Off to a good start....Large format midbasses sound like fun...


----------



## tintbox (Oct 25, 2008)

hell yeah!


----------



## savagebee (Sep 12, 2006)

okay, so I made some progress today while my kid was sleeping. Basically I ran my custom rcas and cleaned up my existing wiring




























The power and ground wires are still a mess. I will clean them up once I permanently mount the amps under the floor


----------



## slvrtsunami (Apr 18, 2008)

hmmmm, sub'd


----------



## savagebee (Sep 12, 2006)

So Im working on the IB setup in the rear, but Im running into a problem with the venting. I havent been able to locate any sort of water tight/breathable barrier that Im happy with yet. The best decision I have come up with is wrapping a home air conditioner vent with some sort of open cell foam, but Im concerned with mildew or mold. The next option I considered was getting 4 or 5 4" 90 degree pvc elbows, and pointing them to the back of the car. I know Ill avoid any major water entry like that, but I will get some condensation into the manifold area of the setup.
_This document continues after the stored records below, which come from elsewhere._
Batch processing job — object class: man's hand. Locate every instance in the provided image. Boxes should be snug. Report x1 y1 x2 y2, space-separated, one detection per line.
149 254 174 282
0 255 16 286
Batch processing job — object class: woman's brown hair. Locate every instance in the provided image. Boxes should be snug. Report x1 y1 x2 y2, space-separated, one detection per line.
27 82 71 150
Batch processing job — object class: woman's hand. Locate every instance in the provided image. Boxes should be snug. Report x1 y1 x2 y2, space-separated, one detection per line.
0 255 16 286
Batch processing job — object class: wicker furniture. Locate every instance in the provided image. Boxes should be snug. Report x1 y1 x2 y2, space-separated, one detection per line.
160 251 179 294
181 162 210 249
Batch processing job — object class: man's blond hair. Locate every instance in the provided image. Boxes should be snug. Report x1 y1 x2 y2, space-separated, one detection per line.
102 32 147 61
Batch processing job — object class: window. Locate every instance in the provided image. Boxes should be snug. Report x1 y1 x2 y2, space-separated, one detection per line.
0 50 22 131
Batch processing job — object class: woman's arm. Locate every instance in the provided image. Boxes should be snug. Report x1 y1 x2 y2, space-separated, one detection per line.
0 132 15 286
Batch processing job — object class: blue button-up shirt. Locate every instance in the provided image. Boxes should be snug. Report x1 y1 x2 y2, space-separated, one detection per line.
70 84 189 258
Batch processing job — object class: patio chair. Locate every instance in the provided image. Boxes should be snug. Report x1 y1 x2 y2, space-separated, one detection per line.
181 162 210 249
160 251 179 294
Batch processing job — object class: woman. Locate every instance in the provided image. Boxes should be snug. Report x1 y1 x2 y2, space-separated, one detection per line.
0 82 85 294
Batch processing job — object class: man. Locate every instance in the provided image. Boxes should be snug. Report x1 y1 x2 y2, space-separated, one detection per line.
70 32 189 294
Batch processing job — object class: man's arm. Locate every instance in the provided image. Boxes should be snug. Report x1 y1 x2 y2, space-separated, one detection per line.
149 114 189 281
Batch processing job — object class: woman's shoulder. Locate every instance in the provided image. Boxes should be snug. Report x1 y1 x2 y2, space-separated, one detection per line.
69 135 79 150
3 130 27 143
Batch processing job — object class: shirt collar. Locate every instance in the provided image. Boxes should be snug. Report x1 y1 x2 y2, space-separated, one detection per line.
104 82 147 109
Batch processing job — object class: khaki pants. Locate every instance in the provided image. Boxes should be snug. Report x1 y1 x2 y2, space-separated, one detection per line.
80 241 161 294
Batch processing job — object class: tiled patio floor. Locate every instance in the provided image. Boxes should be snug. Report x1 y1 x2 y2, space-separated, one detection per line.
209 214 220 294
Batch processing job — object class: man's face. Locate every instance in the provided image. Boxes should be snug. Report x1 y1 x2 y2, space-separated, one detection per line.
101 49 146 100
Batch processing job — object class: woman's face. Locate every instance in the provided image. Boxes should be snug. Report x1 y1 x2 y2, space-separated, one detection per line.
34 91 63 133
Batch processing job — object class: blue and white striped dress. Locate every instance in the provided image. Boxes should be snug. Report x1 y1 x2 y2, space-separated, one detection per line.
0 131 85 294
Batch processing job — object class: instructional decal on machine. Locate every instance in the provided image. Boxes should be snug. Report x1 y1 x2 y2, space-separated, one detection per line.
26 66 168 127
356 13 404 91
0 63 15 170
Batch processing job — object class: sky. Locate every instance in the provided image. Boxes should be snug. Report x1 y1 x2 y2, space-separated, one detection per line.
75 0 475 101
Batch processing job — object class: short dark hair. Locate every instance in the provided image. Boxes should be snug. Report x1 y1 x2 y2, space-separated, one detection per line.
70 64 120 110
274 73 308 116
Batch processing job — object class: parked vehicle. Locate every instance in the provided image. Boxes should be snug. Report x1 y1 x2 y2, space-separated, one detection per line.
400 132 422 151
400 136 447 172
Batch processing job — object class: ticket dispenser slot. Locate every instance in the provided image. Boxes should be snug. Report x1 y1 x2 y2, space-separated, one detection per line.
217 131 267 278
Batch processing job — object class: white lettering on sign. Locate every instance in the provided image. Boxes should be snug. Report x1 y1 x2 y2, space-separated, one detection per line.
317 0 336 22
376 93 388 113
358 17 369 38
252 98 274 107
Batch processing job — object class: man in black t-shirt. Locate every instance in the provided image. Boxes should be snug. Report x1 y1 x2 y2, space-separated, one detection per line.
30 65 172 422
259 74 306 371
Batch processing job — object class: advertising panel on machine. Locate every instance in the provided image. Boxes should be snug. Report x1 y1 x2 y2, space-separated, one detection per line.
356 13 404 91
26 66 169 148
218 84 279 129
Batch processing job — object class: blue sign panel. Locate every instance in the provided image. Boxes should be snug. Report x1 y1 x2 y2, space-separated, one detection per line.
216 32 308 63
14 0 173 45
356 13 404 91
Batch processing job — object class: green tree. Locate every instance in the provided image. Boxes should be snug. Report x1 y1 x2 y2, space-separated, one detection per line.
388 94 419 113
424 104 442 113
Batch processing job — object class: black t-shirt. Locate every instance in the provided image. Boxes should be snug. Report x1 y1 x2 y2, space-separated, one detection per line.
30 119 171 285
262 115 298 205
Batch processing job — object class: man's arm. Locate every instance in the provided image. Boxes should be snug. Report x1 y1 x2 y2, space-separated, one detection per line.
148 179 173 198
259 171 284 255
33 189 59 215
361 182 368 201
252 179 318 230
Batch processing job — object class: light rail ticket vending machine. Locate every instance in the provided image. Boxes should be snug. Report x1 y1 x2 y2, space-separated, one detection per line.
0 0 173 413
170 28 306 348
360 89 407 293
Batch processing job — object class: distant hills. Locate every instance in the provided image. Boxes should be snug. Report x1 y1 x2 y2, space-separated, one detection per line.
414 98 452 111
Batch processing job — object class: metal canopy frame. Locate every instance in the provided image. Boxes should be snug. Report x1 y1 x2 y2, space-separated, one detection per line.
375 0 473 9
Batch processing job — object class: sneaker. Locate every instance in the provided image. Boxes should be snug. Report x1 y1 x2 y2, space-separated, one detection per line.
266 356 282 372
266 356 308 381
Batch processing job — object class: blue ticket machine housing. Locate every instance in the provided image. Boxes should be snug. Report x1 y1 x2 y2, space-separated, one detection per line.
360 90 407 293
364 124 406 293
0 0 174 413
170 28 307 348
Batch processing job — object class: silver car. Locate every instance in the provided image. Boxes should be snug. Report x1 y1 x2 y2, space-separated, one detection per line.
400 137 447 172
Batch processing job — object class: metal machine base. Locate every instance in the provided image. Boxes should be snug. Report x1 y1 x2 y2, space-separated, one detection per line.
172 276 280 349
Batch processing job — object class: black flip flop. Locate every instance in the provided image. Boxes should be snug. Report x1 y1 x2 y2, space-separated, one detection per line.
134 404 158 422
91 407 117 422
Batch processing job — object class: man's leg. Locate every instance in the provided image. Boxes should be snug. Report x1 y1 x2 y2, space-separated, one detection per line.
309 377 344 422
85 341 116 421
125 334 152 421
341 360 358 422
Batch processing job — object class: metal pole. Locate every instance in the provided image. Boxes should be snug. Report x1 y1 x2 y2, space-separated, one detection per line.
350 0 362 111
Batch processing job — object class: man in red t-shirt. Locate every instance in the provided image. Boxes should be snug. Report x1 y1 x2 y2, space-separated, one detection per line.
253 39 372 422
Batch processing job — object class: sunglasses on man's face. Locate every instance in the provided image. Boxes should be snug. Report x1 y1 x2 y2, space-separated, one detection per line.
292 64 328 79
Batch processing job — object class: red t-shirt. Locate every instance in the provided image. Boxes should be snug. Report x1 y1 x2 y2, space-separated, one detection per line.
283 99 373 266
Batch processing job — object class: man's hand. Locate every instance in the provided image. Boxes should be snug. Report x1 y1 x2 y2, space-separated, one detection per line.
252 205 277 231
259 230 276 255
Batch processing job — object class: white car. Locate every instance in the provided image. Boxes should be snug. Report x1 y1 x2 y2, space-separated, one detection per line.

Id like to make this a "fix it and forget it" type thing, but worried about having problems down the road with either of these setups.

I dont want to use gortex, since it would become disgustingly gross after a while, but maybe an ac vent or wet dry vac filter over the tops of the pvc piping?

Id appreciate any input here, thanks in advance


----------



## IBcivic (Jan 6, 2009)

cheap k/n air filter knock-offs . they will probably resist moisture a little better than paper elements from a shop vac...


----------



## savagebee (Sep 12, 2006)

stinky06 said:


> cheap k/n air filter knock-offs . they will probably resist moisture a little better than paper elements from a shop vac...


thats not a bad idea, plus with the band clamps they use it would be easy to replace if needed


----------



## savagebee (Sep 12, 2006)

any more sugegstions on a less expensive waterproof membrane?
It appears the the pvcelbows are my best bet, and may not need anything besides some cloth covering the ends, but Id like something more permanant.


----------



## savagebee (Sep 12, 2006)

Ive been working on the venting for the IB substage today. I originally planned on using 2 6" pvc tubes about 6 inches long. Im concerned that this may not be enough, now that Ive cut the holes. The subs have 22 mm xmax, and Illbe running less than 600wrms per sub. Does anyone know why two 6" x 6" round vents wouldnt work?


----------



## IBcivic (Jan 6, 2009)

give it a whirl.... you can always come back and enlarge the vent area, if needed


----------



## savagebee (Sep 12, 2006)

thats my plan. I got the basics of the manifold done tonight, and will hopefully have the amp rack and sub baffle done tommorrow. Ill update with pics then. i probably wont have music till saturday. Im pretty pumped, my first IB build

Im off work until next thursday, so I have close to a weel to get the rear of the car done and finished out


----------



## savagebee (Sep 12, 2006)

so I had around ten hours today. My kids at my parents, my wife was at work, and Im on vacation. So what do I do? Bust my ass all day.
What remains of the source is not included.